Drazan stood behind her, concern scrawled across his features. “You all right?” he said.
“Um, yeah.” She tucked her fisted hand behind her back. “Sorry, just a little on edge what with all the—you know.”
“Dead mages? Sudok attacks? Impending godstests? Foreign princesses threatening to chop fingers off of random citizens?”
“Yes, all of those,” said Jane distractedly. “Fingers, godstests, you name it.”
Drazan’s expression softened. He patted her shoulder, then coughed and said awkwardly, “If you ever need to get shit off your chest, I’m no Casimir, but I certainly won’t bite your head off like Olesya. You’ve got a lot going on.”
You don’t know the half of it. Jane clutched her fisted hand tighter under her cloak, fighting the urge to laugh hysterically. A part of her wanted to tell Drazan about everything—about the voice, about Kir, about the gods. But what would it do, in the end? Sidor had made it very clear through his little display in the tent a few days ago: mortal magic was nothing against the power of a god…

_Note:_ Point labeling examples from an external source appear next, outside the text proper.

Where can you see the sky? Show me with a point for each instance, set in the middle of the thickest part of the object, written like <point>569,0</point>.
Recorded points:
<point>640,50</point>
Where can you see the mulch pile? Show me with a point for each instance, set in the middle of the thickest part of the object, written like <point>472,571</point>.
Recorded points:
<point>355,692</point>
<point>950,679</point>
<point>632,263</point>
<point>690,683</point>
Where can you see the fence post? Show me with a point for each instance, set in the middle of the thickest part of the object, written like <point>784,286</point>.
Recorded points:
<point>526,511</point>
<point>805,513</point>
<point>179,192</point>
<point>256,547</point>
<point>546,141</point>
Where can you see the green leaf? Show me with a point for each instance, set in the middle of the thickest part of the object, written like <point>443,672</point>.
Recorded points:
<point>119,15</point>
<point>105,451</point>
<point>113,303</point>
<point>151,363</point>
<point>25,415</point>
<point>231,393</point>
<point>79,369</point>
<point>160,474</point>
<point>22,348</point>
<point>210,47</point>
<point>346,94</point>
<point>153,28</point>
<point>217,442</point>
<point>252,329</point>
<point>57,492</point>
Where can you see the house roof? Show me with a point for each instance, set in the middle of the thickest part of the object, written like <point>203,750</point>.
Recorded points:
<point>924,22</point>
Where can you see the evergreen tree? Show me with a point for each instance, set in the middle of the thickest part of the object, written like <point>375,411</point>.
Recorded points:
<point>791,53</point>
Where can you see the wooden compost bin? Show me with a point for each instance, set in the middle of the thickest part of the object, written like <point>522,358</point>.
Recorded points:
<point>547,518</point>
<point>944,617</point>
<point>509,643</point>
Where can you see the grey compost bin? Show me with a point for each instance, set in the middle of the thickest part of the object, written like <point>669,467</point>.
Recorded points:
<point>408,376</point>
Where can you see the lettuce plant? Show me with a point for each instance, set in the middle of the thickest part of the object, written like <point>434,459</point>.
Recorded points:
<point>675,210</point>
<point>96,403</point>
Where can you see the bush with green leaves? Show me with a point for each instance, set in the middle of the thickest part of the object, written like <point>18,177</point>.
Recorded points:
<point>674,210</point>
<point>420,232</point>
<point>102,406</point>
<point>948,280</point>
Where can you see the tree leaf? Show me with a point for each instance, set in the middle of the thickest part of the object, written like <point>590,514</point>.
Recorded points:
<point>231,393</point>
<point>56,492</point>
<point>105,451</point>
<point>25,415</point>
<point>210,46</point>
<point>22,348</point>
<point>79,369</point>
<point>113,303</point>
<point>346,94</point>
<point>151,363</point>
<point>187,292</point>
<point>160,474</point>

“In other news,” said Drazan into the silence that followed, “it might please you to learn that a Rider just arrived from the capitol. She brought some letters. One of them is from your brother.”
For a moment, Jane forgot about the creepy voice and the mark on her hand. She leapt forward and snatched the letter from Drazan with shaking hands. She was so preoccupied with opening it, that she barely registered Drazan’s departure.
The letter was brief, written in a messy, almost illegible script. It said simply:
Can’t write much. Hand in bandages. Beware the pool; it targets your weaknesses. Beware of Sidor and his motives. Wait for me before you write in the Book of Truths. DON’T write in the B.o.T. until I get there. Many things to discuss. Phillip.
Jane frowned down at the letter, as though the words might give her some insight into her brother’s mind. But no matter how long she stared at the message, she couldn’t figure out if her brother was angry, defeated, or simply sad.
“Of course I wasn’t going to write in the Book of Truths before talking to Phillip,” she muttered. “If I even get to write in the Book of Truths at all. Will he—would he want to come home with me, if I managed to pass my godstests?”
“You’ll never get home at all,” the voice whispered. “Not if Sidor gets his way…”
For the second time that evening, Jane jumped.
Then, with a half-angry, half-terrified glance at her hand, she folded the letter from Phillip, shoved it into her pocket, and hurried back inside the temple at a run.